The point being, I don't think a personal focus is generically bad. Some places it's bad and other places it's good.
Richard: I like where you're going with this and appreciate the challenge to lead towards communal holiness primarily through the means of modeling, coaching, sharing, etc. But, it does seem like Paul (in 1 Corinthians 5) has a category for more forceful forms of discipline in extreme circumstances, yes? I wonder if you have any thoughts about how Christian leaders ought to discern when it is appropriate to exercise the more forceful forms of discipline. On this note, I have a question about your book (Unclean) as it relates to 1 Corinthians 5. My understanding is that you're arguing that Jesus himself relativizes metaphors of purity. But, isn't it the case that (in 1 Cor 5) Paul is centers his argument for church discipline (communal holiness) upon the purity metaphor?
Silver Rule at best. "Don't do unto others as you wouldn't have them do unto you."
Who am I to argue with Hillel?
I'm gonna have to disagree with you about the holiness/hospitality dialectic, and more generally about how holiness is...

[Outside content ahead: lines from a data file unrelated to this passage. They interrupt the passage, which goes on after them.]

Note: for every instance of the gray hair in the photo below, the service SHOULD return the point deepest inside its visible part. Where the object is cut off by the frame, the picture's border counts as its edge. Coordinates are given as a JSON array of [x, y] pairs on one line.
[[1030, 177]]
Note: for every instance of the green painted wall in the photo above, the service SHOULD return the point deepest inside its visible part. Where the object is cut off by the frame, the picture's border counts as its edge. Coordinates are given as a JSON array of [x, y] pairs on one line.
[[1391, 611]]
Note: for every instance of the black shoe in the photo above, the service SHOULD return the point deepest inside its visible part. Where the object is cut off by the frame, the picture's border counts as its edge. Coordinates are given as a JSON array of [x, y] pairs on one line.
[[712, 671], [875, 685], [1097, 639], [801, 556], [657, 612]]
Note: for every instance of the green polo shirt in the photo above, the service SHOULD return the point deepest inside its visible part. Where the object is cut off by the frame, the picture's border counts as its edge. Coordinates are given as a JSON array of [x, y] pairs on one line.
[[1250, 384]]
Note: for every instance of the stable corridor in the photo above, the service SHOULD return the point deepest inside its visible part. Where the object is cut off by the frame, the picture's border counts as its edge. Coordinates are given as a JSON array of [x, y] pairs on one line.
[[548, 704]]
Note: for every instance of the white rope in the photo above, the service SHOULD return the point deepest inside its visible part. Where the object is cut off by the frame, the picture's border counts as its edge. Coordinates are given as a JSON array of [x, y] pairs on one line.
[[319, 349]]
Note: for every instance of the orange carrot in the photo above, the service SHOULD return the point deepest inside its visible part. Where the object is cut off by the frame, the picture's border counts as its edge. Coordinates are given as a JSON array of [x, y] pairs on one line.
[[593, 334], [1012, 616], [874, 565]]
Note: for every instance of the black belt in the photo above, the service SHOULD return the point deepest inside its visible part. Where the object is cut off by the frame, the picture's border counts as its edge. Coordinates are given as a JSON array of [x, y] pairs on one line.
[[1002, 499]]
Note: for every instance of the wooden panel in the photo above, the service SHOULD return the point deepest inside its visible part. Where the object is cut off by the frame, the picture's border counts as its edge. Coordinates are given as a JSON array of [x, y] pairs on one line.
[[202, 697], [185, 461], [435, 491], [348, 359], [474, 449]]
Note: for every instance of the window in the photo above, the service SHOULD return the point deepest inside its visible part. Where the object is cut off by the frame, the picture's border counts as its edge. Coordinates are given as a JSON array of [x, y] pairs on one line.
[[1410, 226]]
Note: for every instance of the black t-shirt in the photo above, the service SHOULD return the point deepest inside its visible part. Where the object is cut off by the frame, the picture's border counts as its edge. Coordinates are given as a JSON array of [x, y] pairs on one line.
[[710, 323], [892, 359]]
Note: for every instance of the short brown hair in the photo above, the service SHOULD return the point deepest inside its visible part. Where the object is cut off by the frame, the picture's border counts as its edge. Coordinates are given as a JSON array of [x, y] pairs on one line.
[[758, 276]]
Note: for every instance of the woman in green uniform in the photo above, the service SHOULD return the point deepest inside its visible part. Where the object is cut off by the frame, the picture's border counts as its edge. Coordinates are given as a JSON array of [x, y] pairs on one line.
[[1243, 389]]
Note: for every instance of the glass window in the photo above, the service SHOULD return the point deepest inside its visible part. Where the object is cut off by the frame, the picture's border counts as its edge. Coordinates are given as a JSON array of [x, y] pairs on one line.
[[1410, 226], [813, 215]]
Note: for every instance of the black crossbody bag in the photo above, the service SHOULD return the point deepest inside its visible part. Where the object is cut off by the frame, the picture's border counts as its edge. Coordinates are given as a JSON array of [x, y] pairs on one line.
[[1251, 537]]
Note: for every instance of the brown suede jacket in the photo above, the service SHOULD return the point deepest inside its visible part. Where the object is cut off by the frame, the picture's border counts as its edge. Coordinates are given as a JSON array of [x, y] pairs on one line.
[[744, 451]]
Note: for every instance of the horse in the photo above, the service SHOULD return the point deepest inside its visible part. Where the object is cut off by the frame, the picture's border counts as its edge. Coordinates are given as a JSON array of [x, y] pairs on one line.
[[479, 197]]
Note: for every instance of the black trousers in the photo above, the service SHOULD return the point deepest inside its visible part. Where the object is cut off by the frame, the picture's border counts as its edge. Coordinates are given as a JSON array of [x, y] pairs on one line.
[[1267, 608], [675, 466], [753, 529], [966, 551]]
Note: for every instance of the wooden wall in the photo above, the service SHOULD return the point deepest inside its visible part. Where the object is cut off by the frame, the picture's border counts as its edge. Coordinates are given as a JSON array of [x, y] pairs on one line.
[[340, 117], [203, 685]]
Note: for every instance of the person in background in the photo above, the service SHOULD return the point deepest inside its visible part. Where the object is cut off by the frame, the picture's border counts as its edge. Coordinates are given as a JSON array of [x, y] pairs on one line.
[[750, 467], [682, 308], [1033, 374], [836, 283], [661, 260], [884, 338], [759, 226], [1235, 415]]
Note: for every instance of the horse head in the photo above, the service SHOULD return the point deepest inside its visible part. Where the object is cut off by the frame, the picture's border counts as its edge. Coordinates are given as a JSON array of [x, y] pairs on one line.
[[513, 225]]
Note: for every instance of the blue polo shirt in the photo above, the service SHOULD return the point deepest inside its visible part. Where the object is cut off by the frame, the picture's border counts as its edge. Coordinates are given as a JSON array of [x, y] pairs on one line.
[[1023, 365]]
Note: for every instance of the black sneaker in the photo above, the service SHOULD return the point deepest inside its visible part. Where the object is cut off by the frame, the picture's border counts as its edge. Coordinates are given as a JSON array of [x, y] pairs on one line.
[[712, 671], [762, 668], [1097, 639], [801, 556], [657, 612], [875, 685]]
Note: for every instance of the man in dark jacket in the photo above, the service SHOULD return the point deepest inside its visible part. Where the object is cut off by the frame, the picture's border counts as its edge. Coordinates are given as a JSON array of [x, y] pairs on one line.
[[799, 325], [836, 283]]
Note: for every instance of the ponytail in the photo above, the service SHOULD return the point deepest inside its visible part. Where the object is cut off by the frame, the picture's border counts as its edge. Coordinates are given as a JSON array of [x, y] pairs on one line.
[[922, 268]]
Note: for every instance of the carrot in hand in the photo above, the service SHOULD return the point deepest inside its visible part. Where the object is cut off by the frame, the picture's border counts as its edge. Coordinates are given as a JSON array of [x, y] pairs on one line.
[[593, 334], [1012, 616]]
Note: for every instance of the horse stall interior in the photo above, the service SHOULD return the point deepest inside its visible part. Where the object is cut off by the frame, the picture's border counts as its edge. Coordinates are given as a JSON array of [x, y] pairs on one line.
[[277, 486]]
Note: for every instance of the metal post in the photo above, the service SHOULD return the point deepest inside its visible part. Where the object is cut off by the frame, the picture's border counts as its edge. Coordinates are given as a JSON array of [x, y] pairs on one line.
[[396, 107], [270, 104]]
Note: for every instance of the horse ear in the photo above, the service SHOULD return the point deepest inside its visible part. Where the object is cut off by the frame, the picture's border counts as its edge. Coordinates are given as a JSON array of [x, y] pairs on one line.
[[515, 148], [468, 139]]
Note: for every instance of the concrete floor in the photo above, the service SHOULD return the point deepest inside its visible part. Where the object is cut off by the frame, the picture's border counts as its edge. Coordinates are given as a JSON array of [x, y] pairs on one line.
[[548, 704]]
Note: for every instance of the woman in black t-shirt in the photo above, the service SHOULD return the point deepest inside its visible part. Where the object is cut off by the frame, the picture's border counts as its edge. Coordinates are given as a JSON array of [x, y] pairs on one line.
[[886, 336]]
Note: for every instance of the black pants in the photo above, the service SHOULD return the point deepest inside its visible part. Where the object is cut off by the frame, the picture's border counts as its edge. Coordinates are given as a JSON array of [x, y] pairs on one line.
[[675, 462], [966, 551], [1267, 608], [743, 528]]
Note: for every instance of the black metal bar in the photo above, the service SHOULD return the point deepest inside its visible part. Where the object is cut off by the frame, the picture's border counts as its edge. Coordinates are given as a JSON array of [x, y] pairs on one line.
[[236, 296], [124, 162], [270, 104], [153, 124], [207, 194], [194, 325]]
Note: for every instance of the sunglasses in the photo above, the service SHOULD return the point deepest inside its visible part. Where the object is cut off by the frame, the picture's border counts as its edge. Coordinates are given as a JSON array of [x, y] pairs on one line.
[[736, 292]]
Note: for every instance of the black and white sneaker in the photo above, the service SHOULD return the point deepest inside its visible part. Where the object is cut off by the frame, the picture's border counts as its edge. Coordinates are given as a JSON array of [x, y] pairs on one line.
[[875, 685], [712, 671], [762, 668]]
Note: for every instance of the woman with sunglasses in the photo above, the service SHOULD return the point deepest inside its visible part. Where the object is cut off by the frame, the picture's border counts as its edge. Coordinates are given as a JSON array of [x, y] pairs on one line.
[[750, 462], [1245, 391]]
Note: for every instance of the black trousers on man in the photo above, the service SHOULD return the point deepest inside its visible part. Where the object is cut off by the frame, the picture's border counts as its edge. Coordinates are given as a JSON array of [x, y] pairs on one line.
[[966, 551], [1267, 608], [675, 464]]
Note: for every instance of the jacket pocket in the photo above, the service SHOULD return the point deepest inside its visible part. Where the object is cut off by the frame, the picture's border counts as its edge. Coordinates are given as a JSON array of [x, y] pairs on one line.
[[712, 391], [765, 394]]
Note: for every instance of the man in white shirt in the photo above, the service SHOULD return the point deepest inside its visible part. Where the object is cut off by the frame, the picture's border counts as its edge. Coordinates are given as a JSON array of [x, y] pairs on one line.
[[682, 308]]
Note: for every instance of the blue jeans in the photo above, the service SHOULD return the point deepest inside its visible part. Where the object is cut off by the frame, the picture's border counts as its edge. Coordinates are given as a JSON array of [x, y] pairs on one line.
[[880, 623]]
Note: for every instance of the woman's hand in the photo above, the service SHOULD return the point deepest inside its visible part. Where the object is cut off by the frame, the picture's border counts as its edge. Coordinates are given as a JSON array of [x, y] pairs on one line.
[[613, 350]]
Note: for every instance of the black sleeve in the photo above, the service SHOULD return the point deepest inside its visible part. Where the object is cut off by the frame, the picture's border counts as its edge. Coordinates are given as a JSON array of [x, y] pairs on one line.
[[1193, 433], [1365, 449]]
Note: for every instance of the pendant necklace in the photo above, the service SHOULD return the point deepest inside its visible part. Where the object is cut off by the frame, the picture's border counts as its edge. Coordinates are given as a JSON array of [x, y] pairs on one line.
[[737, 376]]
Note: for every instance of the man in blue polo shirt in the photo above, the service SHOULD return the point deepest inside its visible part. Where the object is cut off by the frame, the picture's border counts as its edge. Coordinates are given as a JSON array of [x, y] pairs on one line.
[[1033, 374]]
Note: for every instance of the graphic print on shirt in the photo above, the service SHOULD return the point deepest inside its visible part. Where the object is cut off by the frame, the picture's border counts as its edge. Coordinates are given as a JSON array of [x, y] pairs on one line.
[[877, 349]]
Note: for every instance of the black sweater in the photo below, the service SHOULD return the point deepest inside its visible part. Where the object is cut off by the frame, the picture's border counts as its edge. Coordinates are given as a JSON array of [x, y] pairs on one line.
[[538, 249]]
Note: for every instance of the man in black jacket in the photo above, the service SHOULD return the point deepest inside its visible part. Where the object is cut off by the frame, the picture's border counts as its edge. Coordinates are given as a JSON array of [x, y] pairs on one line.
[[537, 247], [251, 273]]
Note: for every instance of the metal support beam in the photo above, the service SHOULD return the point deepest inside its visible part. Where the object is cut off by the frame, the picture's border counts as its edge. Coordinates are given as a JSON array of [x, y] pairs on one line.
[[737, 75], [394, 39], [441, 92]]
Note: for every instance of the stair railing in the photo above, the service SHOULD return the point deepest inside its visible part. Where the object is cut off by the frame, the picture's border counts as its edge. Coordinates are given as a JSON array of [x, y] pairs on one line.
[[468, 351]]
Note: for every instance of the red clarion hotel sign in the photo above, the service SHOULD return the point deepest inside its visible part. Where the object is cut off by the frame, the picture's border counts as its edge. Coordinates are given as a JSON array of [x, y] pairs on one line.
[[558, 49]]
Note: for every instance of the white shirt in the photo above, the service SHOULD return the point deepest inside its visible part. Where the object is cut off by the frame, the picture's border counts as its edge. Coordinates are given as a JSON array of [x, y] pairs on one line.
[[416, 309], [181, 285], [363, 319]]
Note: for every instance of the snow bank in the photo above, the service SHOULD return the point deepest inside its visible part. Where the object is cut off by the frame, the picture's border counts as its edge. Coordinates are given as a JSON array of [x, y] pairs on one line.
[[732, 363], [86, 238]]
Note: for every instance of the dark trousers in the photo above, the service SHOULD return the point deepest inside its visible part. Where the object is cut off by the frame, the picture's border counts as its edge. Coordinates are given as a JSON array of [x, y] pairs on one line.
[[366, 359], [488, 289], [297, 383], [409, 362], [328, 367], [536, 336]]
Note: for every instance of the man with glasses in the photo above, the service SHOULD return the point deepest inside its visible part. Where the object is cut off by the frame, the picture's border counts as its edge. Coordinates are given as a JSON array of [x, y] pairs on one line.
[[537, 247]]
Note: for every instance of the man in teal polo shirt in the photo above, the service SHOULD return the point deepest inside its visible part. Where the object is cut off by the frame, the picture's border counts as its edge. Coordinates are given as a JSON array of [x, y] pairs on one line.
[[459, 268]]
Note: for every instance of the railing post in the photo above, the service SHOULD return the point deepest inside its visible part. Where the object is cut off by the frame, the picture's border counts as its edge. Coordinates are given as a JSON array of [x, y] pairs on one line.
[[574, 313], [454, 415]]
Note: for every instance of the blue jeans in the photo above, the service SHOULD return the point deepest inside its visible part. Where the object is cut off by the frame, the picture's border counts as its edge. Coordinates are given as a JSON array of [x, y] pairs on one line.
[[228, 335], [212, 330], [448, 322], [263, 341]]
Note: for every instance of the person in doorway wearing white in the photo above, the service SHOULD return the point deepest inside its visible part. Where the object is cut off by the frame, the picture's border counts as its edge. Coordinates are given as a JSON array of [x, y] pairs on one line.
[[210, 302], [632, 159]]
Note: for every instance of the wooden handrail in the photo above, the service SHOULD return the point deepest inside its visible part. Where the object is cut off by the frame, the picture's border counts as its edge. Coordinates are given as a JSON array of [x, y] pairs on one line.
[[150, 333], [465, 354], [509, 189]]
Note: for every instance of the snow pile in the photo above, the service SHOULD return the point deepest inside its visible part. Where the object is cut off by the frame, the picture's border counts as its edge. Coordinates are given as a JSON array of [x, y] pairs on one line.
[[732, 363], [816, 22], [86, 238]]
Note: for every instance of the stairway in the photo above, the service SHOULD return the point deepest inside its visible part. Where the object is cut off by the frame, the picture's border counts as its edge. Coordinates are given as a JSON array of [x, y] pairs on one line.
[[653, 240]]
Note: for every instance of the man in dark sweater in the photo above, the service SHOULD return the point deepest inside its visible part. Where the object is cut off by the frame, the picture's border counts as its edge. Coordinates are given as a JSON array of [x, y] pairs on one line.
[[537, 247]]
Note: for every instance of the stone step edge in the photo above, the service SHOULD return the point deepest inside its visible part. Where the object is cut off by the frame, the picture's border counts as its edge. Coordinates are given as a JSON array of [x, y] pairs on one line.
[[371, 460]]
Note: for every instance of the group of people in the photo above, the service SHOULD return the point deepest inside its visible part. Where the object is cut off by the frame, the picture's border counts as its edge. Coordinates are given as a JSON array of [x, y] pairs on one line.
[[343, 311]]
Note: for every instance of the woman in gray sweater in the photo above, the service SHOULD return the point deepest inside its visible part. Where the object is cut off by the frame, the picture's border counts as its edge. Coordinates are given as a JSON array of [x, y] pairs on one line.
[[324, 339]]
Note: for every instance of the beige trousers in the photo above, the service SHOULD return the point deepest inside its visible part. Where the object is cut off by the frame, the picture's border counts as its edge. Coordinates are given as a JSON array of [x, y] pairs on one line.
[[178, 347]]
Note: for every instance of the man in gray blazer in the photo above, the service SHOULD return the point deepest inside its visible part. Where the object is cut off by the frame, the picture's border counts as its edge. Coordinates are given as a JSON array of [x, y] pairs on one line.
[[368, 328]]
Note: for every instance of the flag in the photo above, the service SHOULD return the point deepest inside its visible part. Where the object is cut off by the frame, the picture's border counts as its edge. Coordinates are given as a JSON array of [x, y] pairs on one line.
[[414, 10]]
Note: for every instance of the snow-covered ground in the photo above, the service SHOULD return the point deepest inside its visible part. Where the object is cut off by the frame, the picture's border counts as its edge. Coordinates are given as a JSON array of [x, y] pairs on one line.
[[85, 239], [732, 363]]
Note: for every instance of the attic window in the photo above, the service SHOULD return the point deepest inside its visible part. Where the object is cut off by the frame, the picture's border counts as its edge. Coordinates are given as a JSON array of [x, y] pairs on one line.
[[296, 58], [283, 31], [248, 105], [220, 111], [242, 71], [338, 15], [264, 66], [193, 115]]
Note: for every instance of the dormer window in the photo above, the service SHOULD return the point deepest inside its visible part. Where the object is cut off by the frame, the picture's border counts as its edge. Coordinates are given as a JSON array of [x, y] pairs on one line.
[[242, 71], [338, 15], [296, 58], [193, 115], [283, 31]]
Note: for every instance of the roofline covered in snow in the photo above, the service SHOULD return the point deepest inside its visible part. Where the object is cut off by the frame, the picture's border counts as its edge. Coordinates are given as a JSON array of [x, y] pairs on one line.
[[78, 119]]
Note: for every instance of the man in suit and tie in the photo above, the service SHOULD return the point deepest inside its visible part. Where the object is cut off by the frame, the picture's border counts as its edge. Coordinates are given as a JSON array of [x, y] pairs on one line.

I think there's more to holiness than "hospitality," but there's only a conflict between holiness and hospitality if the gap between sacred and profane can't be bridged, if God is utterly transcendental - and Christianity denies that. Our sacred praxis for the last 2000 years would be very different if we didn't. (Off the top of my head, we'd always have adored the Eucharist and had fierce arguments over whether to receive it, instead of vice versa.)
And I think part of what Richard sees in hospitality is that it can be an a/theistic sacrament. An outward practice that collapses transcendent grace.
By all means disagree. I didn't say there was no way to bridge holiness and hospitality, but I think there is a conflict. A conflict which to me Jesus clearly resolves in favor of hospitality in the gospels. Jesus seems to say, if you have to choose between holiness and hospitality (as in the case of the Levite in the parable of the Good Samaritan) choose hospitality every time.
I would wonder if hospitality might not be the shape of a communal holiness.
Holiness and hospitality both have a self-emptying quality to them, a dying to self. The barriers to my own holiness are less the "big" things, the deeds, but much more the little sell-outs, this self that refuses to die. It would seem that something similar happens with the community, that the turn to hospitality is that dying to the self, the letting go of our own institutional or communal narratives. it does seem as if the two, this personal dying to self, and the openness of the community are manifestations of the same, and so reinforce one another (I mean, really, what's the point of dying to self if it only ends up in a cell in the desert? That's the Protestant in me talking.)